What our wiser customers soon discovered is that truth is a godsend. It is both liberating and efficient. But even as the transition from a dark room into the sunlight is a difficult and even uncomfortable transition, so it is with bringing your secrets to the table. The desire to do things above board required a battle, perseverance and conviction. Nobody likes a battle, but there are simply some things we must fight for. Isn’t that the role managers and owners are entrusted with? To accept the responsibility to grow and guard their territory with zeal? Yes. This is when we, as leaders, are at our best. Cultivating and defending.
Because of this resistance to change, even though all admitted it was for the good, it took years to integrate this technology into a tech-averse good ol’ boy culture. In the end it was a salvation, but in the beginning, it took some brave managers and accountants to embrace it with conviction. Once that happened the entire industry began to change for the better. Today it is considered evidence of dishonesty if some similar form of technology is not used to verify accurate inventories. High speed scanners and cameras strapped to vehicles and drones are now almost universally required methods of measurement. With that problem solved the industry could now move on to solve the next big problem.

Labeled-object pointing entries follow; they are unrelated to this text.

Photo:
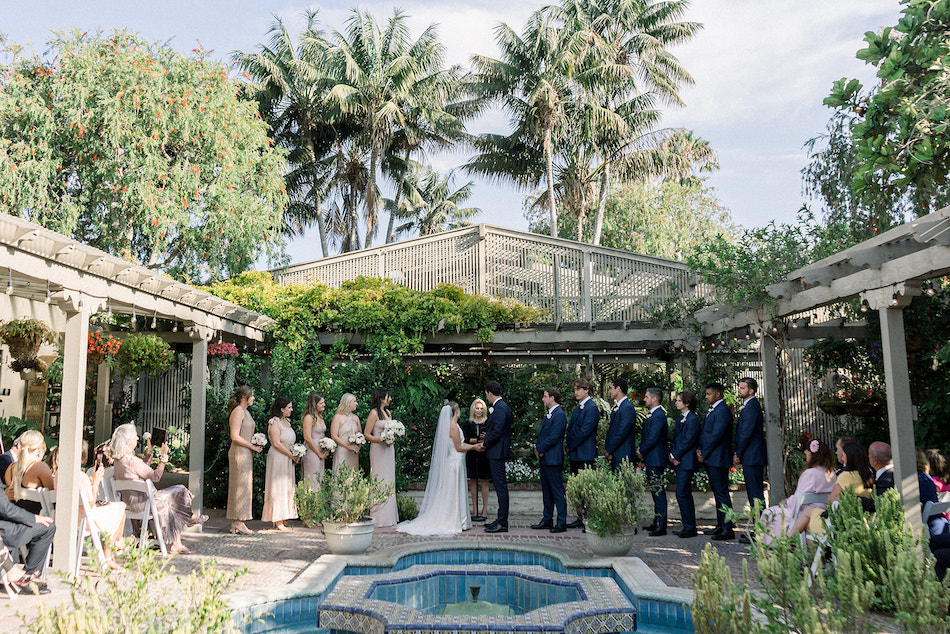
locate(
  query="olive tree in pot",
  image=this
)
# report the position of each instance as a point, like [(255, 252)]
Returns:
[(342, 502), (610, 502)]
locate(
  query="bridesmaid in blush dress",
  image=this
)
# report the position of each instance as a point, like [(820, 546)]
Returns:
[(279, 504), (382, 456), (344, 424), (314, 430), (241, 460)]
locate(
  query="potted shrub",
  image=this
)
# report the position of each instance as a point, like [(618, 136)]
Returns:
[(342, 503), (24, 337), (610, 503), (143, 353)]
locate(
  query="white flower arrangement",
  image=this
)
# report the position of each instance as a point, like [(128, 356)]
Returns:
[(397, 428)]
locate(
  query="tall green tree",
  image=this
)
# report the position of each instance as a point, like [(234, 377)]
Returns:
[(901, 128), (140, 151)]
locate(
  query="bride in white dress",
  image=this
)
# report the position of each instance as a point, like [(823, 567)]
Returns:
[(444, 508)]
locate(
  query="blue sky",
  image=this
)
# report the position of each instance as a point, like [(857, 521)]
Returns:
[(761, 67)]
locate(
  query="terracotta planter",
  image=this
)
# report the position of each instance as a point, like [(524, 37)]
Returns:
[(612, 545), (349, 539)]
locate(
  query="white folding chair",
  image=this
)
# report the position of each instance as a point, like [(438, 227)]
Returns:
[(931, 509), (87, 529), (42, 497), (148, 513)]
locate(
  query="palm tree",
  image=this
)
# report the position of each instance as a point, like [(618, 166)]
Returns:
[(289, 83), (431, 205)]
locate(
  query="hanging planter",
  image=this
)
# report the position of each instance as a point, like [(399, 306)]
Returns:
[(143, 353), (23, 337)]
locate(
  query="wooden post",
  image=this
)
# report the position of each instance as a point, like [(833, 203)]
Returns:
[(890, 303)]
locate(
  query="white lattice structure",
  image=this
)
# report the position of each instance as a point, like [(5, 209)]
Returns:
[(569, 281)]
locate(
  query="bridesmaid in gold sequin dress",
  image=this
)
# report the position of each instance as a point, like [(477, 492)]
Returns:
[(382, 456), (241, 460)]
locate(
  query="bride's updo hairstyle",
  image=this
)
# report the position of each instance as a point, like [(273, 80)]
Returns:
[(344, 407)]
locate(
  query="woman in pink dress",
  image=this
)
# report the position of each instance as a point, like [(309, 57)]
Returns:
[(382, 455), (818, 477), (174, 502), (344, 425), (279, 477), (314, 430), (241, 460)]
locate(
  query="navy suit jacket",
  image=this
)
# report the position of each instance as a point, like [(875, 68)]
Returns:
[(16, 524), (685, 441), (715, 439), (551, 438), (498, 432), (750, 435), (622, 432), (582, 432), (653, 443)]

How many times throughout history has progress been, at first, difficult to swallow? And the inevitable been resisted? Every battle requires a champion who looks like an idiot at first, like David with the giant.
The heroes of that story were not me and my father. They were the quarry managers that had to fight the status quo to get the entire organization thinking better and expecting more. It’s they who took risks with their jobs and invested hours in making the transition from darkness into light. They had to have courage to invest a little money so that they could then save a lot of money.
But as we were navigating the resistance to our technology, my dad must’ve told me 100 times:
It’s pioneers who take the arrows.
Maybe so. But having been a part of that movement I got to see skeptical and even depressed quarry managers, some on the verge of tears, be transformed into company heroes. I experienced men with plug in their lip singing and dancing their way over to me in steel toe boots to shake my hand in thanks for helping them eliminate their biggest job fear. We also got to see justice served and dishonest people dismissed. It was so very satisfying to equip good people to cultivate, defend and even expand their territory.
Pioneers willing to face the hostiles along the frontier made a better story for us all.
It will always be so.
Cheers! to those willing to face their fear of fights.